The only other technical challenge was figuring out how to allow players to turn all the way around if they need to without making the head twist backwards. I solved this by adding some mouse acceleration to the game, so the faster the head is rotated, the further the in-game view rotates.

Creating empathy by living the life of another

Narratively speaking, the players aren’t even the ones experiencing the game world - the robot is. Whereas in most games the main character is a stand-in or avatar for the player, in Roambot, the control scheme makes it clear that the players and the protagonist are separate entities. Because of this, I hope players come to process what’s happening in the game through a lens of empathy - an understanding that they’re peering into someone else’s personal experience, even if that someone is a robot.

I’ve also always been fascinated with the idea of the mind being represented as a place, like a labyrinth of hallways and rooms containing the different thoughts, memories, and dreams of a person. It seemed like a fun challenge to imagine what that mindscape would look like for a robot.

A co-op game that encourages discussion

I think any experience is enriched when you share it collaboratively with another person. Roambot is a game that would probably be single-player if played with a traditional controller, but because the robot controller is large enough that it requires two people to operate, the players are forced to cooperate and discuss what they’re seeing. The hope is that both players get more out of the experience by having to put words to their intentions, leading them to experience the game from more than one perspective.
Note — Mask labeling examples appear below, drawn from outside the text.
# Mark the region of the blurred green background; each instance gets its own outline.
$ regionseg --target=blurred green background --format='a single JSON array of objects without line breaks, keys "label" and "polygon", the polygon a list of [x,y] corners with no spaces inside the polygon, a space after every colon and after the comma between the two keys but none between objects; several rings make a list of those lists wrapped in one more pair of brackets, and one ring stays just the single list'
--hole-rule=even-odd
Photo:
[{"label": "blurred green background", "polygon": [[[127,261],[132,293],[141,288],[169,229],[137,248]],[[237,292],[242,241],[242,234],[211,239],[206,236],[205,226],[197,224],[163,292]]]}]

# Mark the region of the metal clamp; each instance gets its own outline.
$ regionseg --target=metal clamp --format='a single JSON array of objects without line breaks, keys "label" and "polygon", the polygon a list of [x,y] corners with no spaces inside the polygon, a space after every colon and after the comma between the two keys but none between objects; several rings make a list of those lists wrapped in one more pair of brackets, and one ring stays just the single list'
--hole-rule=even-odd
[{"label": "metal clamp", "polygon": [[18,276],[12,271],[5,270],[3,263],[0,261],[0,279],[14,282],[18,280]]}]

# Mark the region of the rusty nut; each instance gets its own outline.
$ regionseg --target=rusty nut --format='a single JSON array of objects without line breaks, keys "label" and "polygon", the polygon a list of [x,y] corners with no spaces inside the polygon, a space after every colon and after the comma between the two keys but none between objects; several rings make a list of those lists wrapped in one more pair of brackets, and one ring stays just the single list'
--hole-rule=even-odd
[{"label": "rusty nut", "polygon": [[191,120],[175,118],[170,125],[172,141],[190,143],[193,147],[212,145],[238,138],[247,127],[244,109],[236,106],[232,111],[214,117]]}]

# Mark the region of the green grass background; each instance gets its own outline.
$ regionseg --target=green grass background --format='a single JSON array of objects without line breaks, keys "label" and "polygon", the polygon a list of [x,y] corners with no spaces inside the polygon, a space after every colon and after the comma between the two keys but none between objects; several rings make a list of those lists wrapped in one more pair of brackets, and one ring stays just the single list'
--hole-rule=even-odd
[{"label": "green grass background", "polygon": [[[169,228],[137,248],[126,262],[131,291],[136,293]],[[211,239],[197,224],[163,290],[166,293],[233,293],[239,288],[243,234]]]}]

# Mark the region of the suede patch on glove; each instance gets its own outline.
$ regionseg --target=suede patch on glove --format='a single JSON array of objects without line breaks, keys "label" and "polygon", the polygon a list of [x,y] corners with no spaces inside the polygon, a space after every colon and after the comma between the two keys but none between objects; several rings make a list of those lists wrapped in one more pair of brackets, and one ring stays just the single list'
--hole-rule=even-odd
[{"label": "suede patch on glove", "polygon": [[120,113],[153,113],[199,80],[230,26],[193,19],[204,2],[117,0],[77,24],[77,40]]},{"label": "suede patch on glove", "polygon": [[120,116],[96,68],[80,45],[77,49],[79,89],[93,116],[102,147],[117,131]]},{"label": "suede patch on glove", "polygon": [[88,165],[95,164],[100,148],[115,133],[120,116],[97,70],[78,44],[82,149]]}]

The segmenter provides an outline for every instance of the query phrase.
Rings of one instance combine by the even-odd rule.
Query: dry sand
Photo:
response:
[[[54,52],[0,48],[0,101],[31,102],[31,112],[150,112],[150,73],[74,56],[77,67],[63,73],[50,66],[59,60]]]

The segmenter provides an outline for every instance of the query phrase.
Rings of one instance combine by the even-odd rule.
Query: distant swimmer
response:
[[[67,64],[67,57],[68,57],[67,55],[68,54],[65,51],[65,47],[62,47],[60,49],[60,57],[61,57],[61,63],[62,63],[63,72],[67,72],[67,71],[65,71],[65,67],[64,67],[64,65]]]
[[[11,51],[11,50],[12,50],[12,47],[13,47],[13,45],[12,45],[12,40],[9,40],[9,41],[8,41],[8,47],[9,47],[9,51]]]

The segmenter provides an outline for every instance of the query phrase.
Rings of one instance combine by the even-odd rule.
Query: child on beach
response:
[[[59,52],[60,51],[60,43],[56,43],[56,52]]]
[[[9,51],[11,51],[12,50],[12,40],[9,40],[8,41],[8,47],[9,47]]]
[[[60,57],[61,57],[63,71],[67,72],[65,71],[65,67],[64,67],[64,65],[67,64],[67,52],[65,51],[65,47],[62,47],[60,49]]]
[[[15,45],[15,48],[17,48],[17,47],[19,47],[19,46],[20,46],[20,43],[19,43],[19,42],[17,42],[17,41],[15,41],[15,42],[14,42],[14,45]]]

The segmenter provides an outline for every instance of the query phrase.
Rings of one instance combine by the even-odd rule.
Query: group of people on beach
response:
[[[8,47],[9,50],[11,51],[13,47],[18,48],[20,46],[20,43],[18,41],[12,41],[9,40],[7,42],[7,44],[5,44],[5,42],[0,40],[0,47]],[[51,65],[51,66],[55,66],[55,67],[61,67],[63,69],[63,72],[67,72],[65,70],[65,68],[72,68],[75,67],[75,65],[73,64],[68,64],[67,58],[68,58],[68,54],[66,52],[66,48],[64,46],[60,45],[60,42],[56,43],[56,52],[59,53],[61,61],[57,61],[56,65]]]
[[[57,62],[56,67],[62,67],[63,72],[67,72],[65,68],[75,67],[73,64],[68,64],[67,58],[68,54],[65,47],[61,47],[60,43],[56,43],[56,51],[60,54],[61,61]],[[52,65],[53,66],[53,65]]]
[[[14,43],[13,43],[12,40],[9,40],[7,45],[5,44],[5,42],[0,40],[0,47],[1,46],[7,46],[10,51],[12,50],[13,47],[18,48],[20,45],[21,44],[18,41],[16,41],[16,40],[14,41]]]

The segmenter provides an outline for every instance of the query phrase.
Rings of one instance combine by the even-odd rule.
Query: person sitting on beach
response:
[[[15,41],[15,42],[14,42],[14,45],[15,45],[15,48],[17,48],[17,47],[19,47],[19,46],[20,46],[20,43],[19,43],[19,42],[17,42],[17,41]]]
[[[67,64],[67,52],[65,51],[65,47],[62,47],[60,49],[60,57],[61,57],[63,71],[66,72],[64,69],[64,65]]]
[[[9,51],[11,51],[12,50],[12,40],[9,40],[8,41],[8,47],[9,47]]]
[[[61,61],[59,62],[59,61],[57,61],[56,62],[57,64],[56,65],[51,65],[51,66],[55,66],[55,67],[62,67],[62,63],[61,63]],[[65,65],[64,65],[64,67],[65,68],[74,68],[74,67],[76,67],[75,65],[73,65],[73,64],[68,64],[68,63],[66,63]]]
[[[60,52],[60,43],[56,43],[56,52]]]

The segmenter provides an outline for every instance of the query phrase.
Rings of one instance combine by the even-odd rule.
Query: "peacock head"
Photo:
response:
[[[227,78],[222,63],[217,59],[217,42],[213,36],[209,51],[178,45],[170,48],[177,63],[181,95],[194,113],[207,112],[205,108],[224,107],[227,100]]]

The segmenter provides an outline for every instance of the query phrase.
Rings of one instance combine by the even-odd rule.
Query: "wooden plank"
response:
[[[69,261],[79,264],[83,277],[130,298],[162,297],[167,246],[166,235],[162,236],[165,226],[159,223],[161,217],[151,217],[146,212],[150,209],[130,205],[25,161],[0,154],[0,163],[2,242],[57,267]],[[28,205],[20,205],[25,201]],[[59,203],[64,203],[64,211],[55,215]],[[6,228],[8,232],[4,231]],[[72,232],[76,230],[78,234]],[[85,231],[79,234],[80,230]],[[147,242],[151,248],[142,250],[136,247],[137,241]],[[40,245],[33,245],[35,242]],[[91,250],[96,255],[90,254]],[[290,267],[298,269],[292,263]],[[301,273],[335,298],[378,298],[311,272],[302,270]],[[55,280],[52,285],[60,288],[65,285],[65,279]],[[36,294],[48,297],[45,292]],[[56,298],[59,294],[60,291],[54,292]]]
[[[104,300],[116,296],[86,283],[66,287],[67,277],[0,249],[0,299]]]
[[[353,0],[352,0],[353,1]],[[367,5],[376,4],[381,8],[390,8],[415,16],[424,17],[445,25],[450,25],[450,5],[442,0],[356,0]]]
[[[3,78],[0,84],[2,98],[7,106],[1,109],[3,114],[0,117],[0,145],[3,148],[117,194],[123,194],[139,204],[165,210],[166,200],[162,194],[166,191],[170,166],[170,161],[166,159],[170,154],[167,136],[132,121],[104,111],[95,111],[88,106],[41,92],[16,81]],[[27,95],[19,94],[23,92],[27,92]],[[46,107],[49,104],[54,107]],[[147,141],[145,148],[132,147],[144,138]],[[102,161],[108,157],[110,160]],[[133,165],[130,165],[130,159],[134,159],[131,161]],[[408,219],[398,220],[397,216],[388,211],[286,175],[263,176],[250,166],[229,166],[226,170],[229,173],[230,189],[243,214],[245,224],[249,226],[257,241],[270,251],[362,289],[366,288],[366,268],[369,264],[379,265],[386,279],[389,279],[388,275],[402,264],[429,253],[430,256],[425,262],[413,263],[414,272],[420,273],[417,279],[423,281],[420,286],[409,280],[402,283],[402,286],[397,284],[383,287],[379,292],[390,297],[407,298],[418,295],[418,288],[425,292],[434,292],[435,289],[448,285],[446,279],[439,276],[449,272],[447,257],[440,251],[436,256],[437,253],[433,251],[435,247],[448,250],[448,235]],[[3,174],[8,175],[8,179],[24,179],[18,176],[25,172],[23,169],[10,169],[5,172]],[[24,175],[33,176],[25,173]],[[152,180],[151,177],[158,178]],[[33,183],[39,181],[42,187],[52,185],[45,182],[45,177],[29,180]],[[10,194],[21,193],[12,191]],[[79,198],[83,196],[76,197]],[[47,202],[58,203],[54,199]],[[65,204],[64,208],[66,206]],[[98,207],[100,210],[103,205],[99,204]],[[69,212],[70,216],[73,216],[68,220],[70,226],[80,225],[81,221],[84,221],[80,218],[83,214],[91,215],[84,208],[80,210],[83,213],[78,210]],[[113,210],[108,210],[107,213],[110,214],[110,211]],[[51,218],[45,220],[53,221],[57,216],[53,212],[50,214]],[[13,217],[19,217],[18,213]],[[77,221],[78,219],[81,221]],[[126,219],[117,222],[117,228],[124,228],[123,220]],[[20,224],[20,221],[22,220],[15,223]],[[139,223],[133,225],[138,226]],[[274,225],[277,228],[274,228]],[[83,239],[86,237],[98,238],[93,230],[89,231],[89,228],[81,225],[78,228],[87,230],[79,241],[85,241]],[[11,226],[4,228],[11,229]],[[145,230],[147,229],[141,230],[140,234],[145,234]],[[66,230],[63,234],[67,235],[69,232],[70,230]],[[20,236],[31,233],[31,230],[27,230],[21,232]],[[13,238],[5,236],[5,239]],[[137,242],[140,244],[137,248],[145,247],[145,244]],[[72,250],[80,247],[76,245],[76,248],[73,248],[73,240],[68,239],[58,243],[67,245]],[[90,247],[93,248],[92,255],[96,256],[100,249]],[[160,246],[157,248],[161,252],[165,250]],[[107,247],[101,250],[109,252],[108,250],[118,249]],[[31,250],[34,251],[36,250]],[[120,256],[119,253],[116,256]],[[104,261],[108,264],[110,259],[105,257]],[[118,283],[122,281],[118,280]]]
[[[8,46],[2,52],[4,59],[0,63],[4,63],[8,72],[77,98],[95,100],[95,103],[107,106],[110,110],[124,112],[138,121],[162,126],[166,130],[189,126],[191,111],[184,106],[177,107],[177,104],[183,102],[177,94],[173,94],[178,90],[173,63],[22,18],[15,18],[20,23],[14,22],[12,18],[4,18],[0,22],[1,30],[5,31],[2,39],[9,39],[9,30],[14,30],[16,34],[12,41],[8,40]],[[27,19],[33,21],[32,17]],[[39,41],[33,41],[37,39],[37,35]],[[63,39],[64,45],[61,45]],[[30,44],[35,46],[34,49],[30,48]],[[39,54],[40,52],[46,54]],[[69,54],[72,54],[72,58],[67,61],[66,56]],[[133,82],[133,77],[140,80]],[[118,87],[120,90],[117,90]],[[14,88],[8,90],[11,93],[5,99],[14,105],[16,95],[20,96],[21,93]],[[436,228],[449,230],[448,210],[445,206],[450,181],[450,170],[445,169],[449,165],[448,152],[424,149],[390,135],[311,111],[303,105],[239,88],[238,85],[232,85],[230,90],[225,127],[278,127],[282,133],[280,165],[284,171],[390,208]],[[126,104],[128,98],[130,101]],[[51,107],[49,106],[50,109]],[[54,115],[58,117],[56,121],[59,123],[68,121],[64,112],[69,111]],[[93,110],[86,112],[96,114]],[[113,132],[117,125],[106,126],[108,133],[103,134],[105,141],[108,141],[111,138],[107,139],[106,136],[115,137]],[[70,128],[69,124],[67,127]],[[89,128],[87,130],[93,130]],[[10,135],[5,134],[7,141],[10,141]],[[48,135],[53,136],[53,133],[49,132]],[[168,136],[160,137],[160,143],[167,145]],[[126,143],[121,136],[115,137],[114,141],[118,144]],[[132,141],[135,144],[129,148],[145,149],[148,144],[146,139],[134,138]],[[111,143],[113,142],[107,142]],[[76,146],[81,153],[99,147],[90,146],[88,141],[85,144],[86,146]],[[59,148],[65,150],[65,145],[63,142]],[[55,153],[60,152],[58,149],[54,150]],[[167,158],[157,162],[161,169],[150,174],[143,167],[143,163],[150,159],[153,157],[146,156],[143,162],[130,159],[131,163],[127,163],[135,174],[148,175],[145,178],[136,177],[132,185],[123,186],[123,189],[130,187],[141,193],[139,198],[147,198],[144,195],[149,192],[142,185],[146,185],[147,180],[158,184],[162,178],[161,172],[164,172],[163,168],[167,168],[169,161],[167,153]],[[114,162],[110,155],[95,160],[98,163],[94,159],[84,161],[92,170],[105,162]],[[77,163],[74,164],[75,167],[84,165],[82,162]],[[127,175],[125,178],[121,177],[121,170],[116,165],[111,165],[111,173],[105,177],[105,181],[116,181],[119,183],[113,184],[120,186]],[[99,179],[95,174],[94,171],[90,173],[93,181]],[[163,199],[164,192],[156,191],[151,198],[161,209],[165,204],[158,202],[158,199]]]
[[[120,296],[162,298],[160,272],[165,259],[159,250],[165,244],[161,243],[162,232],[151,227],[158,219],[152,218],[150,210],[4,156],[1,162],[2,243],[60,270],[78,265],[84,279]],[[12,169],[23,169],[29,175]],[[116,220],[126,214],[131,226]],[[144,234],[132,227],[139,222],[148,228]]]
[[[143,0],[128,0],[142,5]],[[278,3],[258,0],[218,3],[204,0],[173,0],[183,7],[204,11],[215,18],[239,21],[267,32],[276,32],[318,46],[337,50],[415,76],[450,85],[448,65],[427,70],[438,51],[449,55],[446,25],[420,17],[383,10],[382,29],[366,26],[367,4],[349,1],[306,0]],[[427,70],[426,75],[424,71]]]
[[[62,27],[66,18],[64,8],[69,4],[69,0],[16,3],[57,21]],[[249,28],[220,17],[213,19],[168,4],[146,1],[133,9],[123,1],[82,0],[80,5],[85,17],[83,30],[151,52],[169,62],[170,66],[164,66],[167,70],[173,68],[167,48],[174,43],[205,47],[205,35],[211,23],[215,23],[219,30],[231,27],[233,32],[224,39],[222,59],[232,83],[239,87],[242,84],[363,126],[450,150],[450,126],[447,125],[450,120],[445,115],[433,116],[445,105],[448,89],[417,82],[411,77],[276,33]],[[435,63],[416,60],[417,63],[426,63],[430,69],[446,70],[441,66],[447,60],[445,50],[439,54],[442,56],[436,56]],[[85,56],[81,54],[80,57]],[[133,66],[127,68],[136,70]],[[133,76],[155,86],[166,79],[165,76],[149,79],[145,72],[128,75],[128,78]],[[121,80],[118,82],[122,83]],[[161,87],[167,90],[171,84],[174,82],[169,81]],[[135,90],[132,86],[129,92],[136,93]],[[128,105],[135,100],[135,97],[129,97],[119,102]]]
Exploring unique play through unique controllers

The vast majority of games are made to fit one or two pre-existing control schemes - the standard gamepad and mouse/keyboard, or a touchscreen and tilt controls, or occasionally some combination thereof. I think it’s important for people who make games -- really, all artists and creatives -- to expand their horizons and stretch their design abilities by trying things that have never been tried before. The games and interactive experiences that excite me the most are the ones that have a unique new approach, which is why I love Alt.Ctrl.GDC.

Reversing the typical game dev process by designing a controller first, then making a game to fit it, rather than designing games for the controllers we already have, is a great way to shake things up and come to new ideas we might never have otherwise discovered.